Au total, il est préférable de négocier ce demi-tour serré en roue libre, mais avec le premier rapport engagé pour préparer l’accélération en sortie de demi-tour.
Cela impose de savoir rétrograder rapidement les deux rapports en relâchant très brièvement l’embrayage au point de patinage (pour profiter d’un peu de frein-moteur et surtout confirmer le verrouillage du rapport) entre chaque passage de rapport.
Ne pas dépasser le point de patinage pour limiter le frein-moteur et éviter de casser votre vitesse de façon incontrôlée.
Ensuite, on débraie à fond et on reste en roue libre pour doser le freinage sans être dépassé par le frein-moteur.
3. Déclenchement du demi-tour
Trajectoire :
Il faut déclencher le demi-tour quand votre corps est à la hauteur du plot central.
Surtout pas avant et pas trop longtemps après : l’épaule au niveau du plot.
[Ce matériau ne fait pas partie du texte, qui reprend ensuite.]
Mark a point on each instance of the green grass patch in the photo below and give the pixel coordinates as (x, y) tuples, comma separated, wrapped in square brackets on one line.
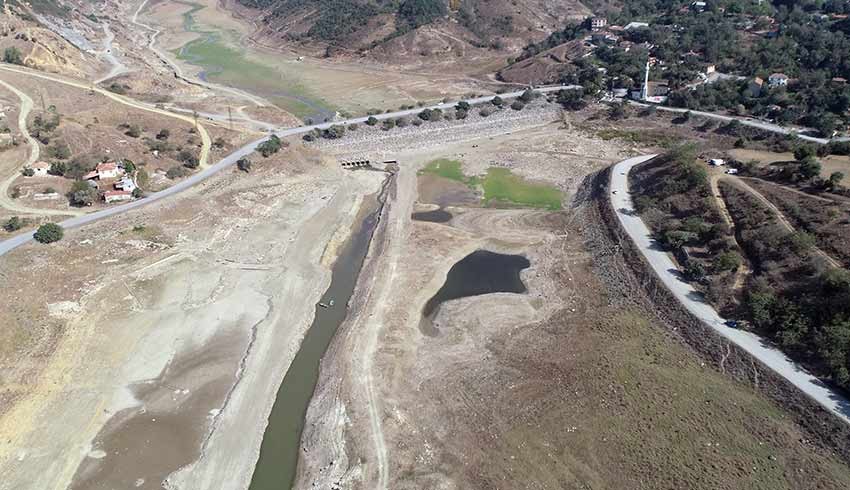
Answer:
[(223, 61), (449, 169), (655, 138), (503, 187)]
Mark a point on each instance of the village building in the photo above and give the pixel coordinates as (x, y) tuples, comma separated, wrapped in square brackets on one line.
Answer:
[(635, 25), (755, 87), (117, 196), (40, 169), (777, 80), (125, 184), (106, 170)]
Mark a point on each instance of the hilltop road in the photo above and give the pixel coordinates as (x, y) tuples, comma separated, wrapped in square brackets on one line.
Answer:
[(693, 301)]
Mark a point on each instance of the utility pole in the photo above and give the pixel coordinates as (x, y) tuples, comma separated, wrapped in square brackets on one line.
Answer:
[(645, 90)]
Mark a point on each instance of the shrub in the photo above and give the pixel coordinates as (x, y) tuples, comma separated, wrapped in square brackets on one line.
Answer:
[(13, 224), (176, 172), (270, 146), (13, 56), (49, 233)]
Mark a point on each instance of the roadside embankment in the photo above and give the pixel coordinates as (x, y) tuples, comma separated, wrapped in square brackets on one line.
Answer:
[(623, 267)]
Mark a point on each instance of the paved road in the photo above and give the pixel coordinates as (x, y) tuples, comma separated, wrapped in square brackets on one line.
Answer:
[(753, 123), (692, 300), (7, 202), (231, 159)]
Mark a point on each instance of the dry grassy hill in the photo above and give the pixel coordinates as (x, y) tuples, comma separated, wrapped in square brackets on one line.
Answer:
[(471, 33)]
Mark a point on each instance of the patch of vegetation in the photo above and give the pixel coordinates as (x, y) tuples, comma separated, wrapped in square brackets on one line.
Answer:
[(657, 138), (803, 306), (13, 56), (673, 196), (501, 187), (49, 233), (449, 169), (270, 146)]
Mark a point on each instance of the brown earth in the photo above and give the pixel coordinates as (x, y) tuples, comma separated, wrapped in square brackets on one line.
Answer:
[(576, 384), (153, 342)]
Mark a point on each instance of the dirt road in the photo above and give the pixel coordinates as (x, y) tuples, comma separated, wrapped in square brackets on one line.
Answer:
[(663, 265), (742, 185), (5, 200), (206, 142)]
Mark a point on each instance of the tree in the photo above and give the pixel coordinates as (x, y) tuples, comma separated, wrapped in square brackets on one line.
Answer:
[(133, 131), (728, 261), (528, 95), (835, 179), (804, 152), (12, 55), (809, 168), (58, 168), (694, 271), (82, 194), (49, 233), (571, 100), (270, 146), (13, 224)]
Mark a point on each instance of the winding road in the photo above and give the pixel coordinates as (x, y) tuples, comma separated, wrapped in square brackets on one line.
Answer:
[(5, 201), (208, 171), (693, 301)]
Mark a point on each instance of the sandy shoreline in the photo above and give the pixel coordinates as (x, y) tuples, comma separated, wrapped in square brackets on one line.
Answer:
[(177, 359)]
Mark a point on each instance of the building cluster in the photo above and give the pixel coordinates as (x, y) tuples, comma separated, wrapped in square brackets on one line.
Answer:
[(654, 91), (110, 179)]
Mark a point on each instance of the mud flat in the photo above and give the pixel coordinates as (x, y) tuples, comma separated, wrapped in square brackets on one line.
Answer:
[(167, 343), (573, 384), (282, 440)]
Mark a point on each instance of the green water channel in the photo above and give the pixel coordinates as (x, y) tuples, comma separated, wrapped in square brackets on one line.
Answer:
[(278, 462), (223, 61)]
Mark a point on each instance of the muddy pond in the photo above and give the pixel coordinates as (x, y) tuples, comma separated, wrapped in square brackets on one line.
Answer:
[(481, 272)]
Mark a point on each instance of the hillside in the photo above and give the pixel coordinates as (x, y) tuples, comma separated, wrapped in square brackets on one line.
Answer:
[(410, 32)]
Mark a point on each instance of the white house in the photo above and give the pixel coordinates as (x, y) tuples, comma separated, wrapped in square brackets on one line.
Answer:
[(115, 196), (125, 184), (40, 169), (635, 25), (777, 80)]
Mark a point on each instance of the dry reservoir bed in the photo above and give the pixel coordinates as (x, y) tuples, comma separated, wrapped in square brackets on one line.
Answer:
[(568, 385)]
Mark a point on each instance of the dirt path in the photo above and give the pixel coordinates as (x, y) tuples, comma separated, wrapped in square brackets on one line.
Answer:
[(744, 270), (203, 158), (740, 184), (34, 152)]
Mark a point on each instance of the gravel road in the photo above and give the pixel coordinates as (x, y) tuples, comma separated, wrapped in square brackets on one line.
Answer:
[(669, 274)]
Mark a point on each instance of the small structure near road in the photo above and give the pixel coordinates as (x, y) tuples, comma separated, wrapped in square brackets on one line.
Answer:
[(777, 80), (40, 169), (117, 196)]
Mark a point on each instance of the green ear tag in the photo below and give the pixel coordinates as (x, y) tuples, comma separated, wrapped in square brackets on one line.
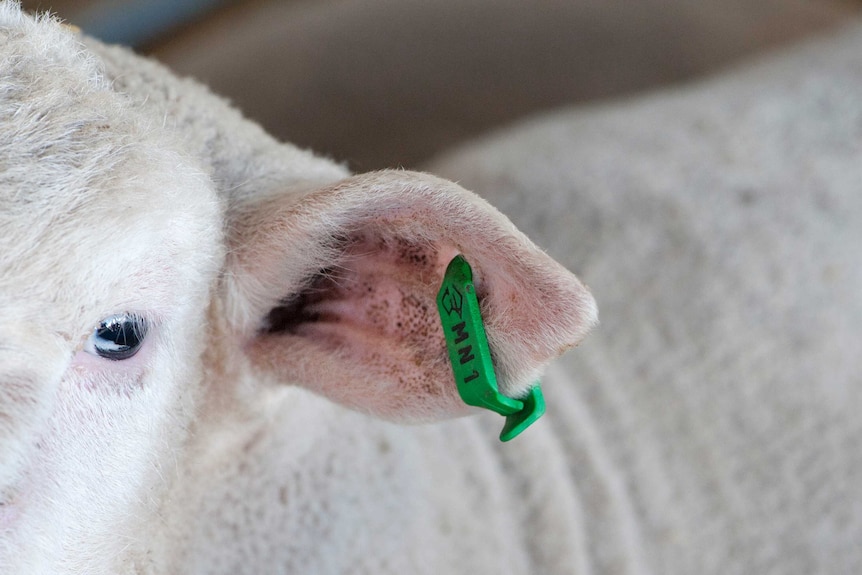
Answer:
[(471, 357)]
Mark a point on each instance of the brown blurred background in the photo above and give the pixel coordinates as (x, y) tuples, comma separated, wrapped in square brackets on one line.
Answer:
[(383, 83)]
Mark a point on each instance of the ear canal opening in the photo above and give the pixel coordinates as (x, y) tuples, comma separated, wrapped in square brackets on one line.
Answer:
[(379, 287), (296, 310)]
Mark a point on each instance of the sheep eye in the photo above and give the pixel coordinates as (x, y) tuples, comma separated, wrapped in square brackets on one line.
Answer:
[(117, 337)]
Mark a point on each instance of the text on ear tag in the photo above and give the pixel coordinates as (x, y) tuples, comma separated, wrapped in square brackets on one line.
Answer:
[(470, 355)]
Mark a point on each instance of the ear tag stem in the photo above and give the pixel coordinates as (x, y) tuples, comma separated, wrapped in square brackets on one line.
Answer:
[(470, 355)]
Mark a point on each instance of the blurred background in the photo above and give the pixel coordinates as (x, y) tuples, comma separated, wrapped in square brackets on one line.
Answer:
[(387, 83)]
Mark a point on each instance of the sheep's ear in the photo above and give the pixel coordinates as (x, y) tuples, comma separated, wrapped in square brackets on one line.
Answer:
[(335, 290)]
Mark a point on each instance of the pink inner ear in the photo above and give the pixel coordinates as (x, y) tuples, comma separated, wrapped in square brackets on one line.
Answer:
[(382, 288), (366, 332)]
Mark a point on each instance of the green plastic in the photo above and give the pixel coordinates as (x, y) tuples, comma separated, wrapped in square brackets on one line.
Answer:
[(471, 357)]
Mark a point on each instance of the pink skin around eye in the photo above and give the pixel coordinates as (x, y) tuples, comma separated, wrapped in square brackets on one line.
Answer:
[(91, 371)]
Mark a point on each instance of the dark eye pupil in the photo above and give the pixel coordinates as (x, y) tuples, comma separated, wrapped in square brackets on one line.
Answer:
[(120, 337)]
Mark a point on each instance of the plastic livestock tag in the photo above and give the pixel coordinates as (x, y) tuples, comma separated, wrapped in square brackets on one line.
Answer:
[(470, 354)]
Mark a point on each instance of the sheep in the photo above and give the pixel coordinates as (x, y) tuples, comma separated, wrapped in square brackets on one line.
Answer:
[(715, 414), (210, 343)]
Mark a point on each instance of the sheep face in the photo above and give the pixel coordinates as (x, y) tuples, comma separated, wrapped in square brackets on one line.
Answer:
[(146, 314)]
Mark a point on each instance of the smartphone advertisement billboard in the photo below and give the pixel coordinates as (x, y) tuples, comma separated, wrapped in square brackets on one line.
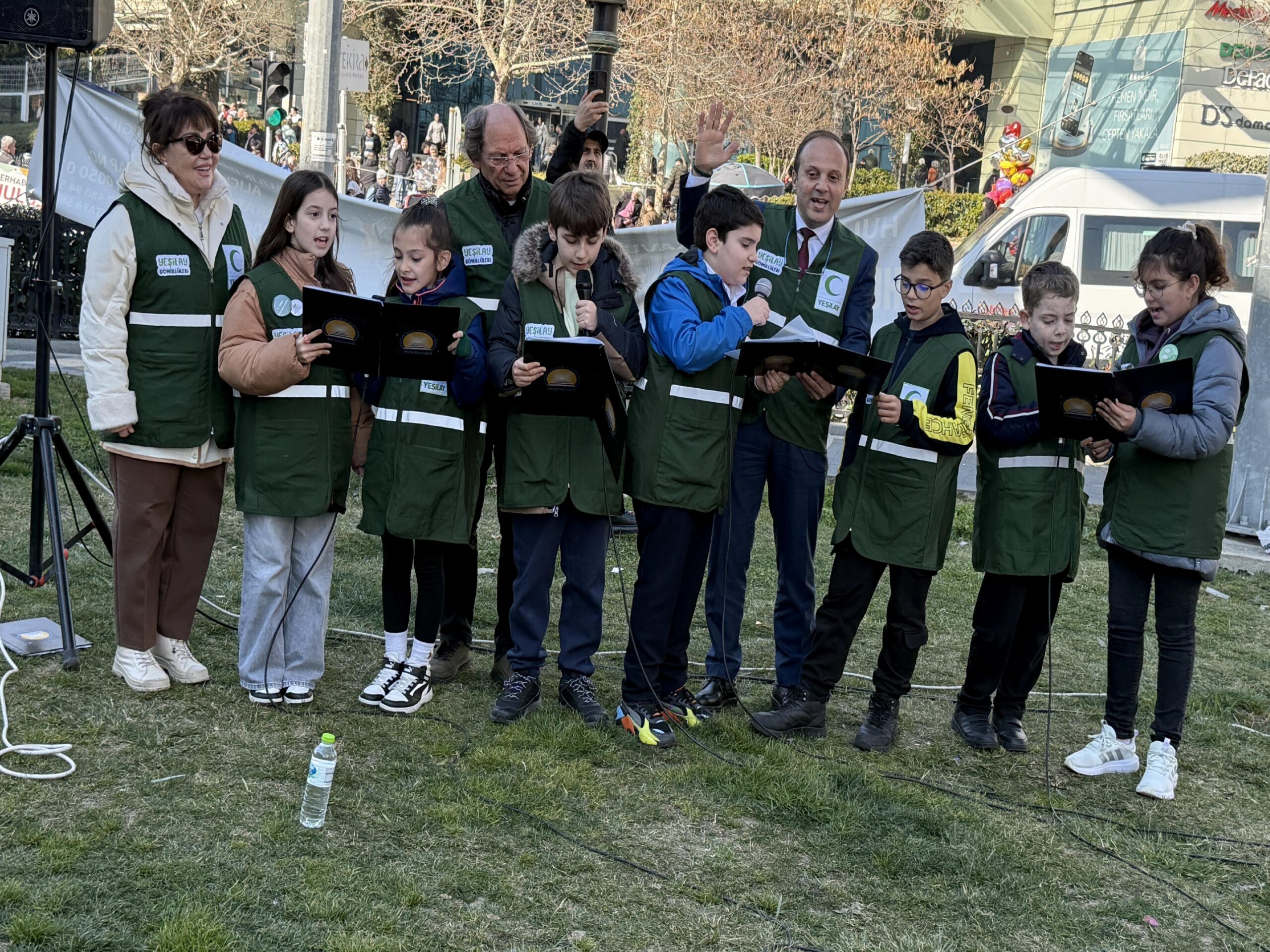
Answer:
[(1109, 102)]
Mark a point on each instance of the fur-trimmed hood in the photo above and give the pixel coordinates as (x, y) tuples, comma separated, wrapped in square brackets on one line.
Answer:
[(535, 250)]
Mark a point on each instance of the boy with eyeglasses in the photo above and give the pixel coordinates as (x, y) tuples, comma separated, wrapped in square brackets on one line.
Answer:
[(893, 500)]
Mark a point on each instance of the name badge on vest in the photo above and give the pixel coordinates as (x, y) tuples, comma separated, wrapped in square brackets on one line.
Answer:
[(771, 263), (832, 293), (911, 391), (173, 266), (235, 263), (478, 254)]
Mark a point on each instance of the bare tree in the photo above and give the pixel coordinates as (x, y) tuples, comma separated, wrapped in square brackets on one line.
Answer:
[(456, 40), (176, 40)]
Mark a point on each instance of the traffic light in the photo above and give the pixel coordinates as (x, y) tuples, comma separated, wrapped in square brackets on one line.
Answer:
[(277, 87)]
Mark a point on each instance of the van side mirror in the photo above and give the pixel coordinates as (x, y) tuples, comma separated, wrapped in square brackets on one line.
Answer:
[(987, 270)]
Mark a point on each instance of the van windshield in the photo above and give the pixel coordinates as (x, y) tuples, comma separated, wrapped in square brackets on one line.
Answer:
[(972, 240)]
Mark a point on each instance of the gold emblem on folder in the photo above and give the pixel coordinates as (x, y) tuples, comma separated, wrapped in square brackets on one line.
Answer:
[(339, 329), (420, 341)]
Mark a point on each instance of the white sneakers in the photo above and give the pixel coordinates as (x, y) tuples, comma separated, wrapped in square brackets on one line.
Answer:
[(169, 660), (1105, 753), (176, 658), (1160, 778), (140, 670)]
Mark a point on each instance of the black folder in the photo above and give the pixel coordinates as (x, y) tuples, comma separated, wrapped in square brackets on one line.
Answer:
[(578, 382), (838, 366), (1069, 397), (379, 339)]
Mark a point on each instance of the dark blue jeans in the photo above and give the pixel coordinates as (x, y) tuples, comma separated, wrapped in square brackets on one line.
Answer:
[(579, 540), (795, 481)]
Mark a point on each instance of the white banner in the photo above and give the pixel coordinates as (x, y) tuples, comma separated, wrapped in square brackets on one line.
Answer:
[(106, 136)]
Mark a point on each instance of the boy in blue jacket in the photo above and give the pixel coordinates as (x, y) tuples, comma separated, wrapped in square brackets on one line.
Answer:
[(683, 424)]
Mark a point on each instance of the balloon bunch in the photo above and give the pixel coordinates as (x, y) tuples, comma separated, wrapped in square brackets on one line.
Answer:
[(1014, 160)]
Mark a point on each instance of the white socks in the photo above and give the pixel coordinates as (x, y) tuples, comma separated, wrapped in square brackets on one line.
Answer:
[(394, 644), (420, 654)]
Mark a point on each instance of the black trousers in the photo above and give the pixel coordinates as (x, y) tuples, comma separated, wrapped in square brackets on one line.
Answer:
[(429, 560), (461, 561), (1013, 617), (1128, 595), (674, 547), (851, 586)]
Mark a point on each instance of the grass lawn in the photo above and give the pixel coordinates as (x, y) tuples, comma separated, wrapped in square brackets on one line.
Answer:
[(761, 847)]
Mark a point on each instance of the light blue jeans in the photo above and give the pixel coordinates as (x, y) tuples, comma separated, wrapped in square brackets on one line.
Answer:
[(277, 551)]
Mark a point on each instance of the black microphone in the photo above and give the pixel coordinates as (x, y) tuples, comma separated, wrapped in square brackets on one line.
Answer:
[(584, 290)]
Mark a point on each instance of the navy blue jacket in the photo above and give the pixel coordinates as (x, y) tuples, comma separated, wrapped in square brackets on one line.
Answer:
[(1004, 423), (856, 310)]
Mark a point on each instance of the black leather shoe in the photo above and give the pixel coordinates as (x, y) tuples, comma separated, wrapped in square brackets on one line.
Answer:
[(781, 695), (1010, 733), (882, 724), (974, 729), (799, 717), (717, 695)]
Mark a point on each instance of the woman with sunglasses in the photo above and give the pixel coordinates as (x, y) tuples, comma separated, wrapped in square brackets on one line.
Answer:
[(158, 276)]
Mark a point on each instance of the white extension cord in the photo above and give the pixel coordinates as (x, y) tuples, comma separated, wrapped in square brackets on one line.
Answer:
[(24, 749)]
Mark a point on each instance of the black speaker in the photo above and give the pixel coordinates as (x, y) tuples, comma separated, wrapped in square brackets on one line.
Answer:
[(79, 24)]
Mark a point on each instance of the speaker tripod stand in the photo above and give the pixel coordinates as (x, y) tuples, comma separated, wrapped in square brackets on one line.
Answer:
[(44, 428)]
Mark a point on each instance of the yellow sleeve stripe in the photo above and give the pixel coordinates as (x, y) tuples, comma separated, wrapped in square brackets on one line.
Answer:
[(959, 428)]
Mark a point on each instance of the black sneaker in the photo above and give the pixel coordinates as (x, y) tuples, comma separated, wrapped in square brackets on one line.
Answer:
[(882, 724), (379, 688), (520, 696), (409, 692), (647, 724), (798, 717), (717, 695), (579, 695), (681, 708)]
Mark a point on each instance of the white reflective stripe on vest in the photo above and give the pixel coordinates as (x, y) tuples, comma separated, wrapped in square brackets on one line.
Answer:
[(172, 320), (705, 397), (1033, 463), (882, 446), (303, 390)]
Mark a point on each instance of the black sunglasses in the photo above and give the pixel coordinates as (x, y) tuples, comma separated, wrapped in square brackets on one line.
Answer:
[(194, 144)]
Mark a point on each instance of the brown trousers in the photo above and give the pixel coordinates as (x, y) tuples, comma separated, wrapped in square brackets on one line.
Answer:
[(166, 520)]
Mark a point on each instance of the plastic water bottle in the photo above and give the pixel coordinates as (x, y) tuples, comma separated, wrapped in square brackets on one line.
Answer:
[(321, 772)]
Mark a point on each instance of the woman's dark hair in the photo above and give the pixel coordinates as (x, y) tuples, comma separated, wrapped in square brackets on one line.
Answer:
[(1192, 249), (164, 116), (435, 223), (291, 197)]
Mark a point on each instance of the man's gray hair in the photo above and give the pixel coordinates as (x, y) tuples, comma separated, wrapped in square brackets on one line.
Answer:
[(474, 130)]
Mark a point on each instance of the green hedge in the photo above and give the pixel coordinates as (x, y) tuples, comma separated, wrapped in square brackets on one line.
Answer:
[(1217, 160)]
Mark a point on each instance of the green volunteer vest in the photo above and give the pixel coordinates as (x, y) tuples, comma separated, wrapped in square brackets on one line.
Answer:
[(681, 427), (294, 447), (792, 414), (478, 239), (175, 332), (423, 461), (1170, 507), (1029, 507), (897, 499), (550, 459)]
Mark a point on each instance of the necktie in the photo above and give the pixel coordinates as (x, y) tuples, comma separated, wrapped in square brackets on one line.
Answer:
[(804, 252)]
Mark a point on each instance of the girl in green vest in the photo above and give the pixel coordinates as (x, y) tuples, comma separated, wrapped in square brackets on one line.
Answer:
[(295, 443), (422, 473), (1164, 512)]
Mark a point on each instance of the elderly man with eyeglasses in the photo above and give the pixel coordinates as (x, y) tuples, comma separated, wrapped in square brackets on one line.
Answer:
[(487, 216)]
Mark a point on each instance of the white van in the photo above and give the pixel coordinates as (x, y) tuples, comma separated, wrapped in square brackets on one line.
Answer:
[(1096, 223)]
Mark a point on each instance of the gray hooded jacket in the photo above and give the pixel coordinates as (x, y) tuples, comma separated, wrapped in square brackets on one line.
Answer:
[(1206, 431)]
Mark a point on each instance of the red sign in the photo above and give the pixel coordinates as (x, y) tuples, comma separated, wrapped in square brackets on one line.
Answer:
[(1223, 9)]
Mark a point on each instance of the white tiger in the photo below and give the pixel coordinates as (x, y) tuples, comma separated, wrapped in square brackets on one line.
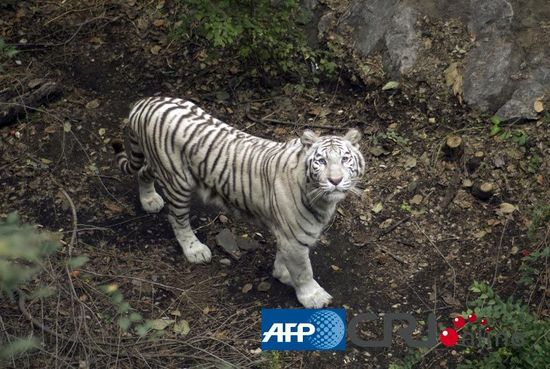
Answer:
[(291, 187)]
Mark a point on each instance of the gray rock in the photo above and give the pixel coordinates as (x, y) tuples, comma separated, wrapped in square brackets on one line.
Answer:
[(325, 22), (402, 41), (263, 286), (225, 261), (310, 4), (521, 105), (490, 16), (226, 240), (247, 244), (368, 21), (487, 83)]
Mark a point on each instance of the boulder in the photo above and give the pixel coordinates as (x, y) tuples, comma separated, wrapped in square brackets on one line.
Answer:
[(368, 20), (522, 104), (402, 41), (487, 83)]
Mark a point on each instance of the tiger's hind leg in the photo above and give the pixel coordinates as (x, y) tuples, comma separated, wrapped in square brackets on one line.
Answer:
[(179, 205), (150, 200), (280, 271)]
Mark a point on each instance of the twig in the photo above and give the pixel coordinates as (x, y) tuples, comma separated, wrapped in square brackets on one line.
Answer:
[(36, 323), (393, 227), (440, 254), (386, 251), (292, 124), (498, 253), (451, 191)]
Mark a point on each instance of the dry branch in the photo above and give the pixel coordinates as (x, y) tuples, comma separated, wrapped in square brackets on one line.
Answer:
[(18, 106)]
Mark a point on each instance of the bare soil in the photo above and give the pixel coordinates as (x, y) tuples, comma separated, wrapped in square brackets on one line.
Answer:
[(413, 242)]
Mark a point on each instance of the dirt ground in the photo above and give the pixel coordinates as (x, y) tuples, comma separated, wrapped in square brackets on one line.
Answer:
[(413, 242)]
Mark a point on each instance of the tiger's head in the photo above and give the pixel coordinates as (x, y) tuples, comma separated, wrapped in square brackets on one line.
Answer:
[(334, 164)]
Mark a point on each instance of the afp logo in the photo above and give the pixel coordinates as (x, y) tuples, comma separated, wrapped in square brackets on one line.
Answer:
[(303, 329)]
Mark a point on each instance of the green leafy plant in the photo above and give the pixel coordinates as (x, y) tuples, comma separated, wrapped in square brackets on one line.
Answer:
[(263, 33), (22, 251), (127, 317), (518, 136), (518, 339)]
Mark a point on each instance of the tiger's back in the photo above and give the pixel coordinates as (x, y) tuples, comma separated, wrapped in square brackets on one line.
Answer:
[(229, 167)]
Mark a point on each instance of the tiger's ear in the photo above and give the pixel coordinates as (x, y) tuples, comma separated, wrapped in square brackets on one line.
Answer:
[(353, 136), (308, 138)]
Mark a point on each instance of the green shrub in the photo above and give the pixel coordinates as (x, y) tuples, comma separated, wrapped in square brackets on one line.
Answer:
[(518, 338), (264, 33), (22, 250)]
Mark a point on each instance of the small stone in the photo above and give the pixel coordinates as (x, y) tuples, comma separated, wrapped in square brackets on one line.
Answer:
[(247, 244), (227, 241), (246, 288), (263, 286)]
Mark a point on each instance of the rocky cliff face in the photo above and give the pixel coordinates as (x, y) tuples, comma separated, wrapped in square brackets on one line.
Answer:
[(501, 51)]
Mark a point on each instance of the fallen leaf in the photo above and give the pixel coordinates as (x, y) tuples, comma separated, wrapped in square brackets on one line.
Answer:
[(538, 106), (410, 163), (377, 151), (391, 85), (377, 208), (114, 208), (479, 235), (246, 288), (155, 50), (506, 208), (181, 328), (385, 224), (92, 104), (160, 324), (263, 286), (416, 200), (50, 129)]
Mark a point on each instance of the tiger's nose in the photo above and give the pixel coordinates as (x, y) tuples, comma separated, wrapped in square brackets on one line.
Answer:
[(335, 181)]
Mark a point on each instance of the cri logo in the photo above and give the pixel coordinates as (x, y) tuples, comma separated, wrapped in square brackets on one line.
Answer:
[(449, 336)]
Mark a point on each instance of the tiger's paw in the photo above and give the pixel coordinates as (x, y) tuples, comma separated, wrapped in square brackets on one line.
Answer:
[(313, 296), (152, 203), (197, 253), (282, 274)]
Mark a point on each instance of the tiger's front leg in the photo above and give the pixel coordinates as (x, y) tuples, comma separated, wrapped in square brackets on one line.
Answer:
[(296, 259), (193, 249)]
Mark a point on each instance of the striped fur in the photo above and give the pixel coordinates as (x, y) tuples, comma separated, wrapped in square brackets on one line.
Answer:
[(291, 187)]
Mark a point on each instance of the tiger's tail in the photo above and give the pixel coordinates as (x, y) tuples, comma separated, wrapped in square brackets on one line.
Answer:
[(132, 164)]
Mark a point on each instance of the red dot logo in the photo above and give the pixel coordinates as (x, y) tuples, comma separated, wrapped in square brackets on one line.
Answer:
[(459, 322), (448, 337)]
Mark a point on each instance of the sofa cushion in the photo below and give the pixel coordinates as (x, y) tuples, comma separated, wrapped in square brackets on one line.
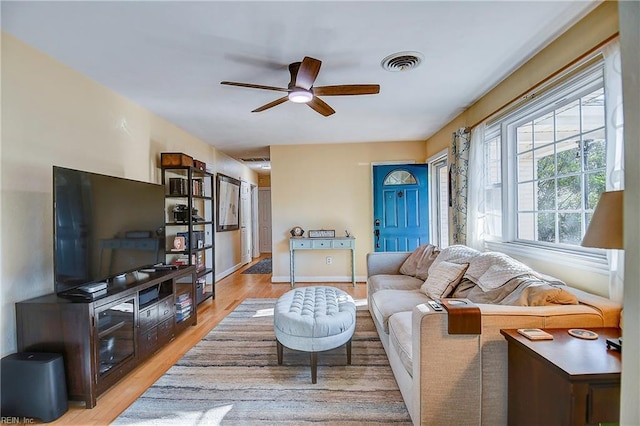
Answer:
[(401, 340), (385, 303), (393, 282), (455, 254), (418, 263), (443, 279)]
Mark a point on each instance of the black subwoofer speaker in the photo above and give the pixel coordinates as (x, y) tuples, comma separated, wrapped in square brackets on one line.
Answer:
[(33, 385)]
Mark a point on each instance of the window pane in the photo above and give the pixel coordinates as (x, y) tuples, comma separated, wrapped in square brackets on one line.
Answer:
[(568, 157), (525, 166), (493, 203), (594, 149), (494, 162), (547, 227), (596, 183), (569, 193), (568, 120), (570, 228), (526, 226), (545, 162), (546, 194), (524, 134), (543, 130), (593, 111), (525, 197)]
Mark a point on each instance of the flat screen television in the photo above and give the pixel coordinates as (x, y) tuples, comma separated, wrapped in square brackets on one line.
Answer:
[(104, 227)]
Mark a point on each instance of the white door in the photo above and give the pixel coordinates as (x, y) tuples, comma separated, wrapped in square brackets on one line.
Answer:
[(264, 219), (255, 241), (245, 222)]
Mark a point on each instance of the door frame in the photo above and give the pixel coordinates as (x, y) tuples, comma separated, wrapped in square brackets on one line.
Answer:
[(373, 188), (434, 235)]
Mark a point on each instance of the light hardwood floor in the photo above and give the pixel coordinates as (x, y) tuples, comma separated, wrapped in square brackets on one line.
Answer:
[(230, 291)]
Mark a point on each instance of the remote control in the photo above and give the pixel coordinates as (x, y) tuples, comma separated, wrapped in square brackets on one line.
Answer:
[(435, 305), (165, 267)]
Plus tôt, la moto risque de toucher le plot et on aura tendance à la redresser pour éviter cela, ce qui va nous faire élargir la trajectoire en sortie. Plus tard, on parcourt plus de distance et on perd du temps.
Il est TRES important, fondamental, d’attendre que le plot de demi-tour soit à votre hauteur avant de commencer à tourner.
Si vous tournez trop tôt, vous allez risquer de toucher le plot, vous allez vouloir l’éviter, donc redresser la moto et perdre ainsi tout le bénéfice de l’inclinaison. Pour une trajectoire homogène et fluide, tournez autour du plot, derrière lui, et non dessus !
Allure :
Engager le demi-tour sans frein, mais débrayé.
Il est très important de ne plus être en train de freiner de l’avant pour attaquer le demi-tour. En relâchant le frein avant, la moto va se redresser, la détente de la fourche aidera à bien tourner.
Par contre, il faut entamer le demi-tour avec le levier d’embrayage tiré à fond, complètement débrayé. Cela libère la direction et permet de tourner plus serré, sans être entraîné par le moteur, en profitant de l’inertie pour garder l’équilibre et ne pas mettre de pied à terre.
Attention : je parle bien de “commencer” le demi-tour en étant débrayé, pas de faire tout le demi-tour en roue libre jusqu’en sortie !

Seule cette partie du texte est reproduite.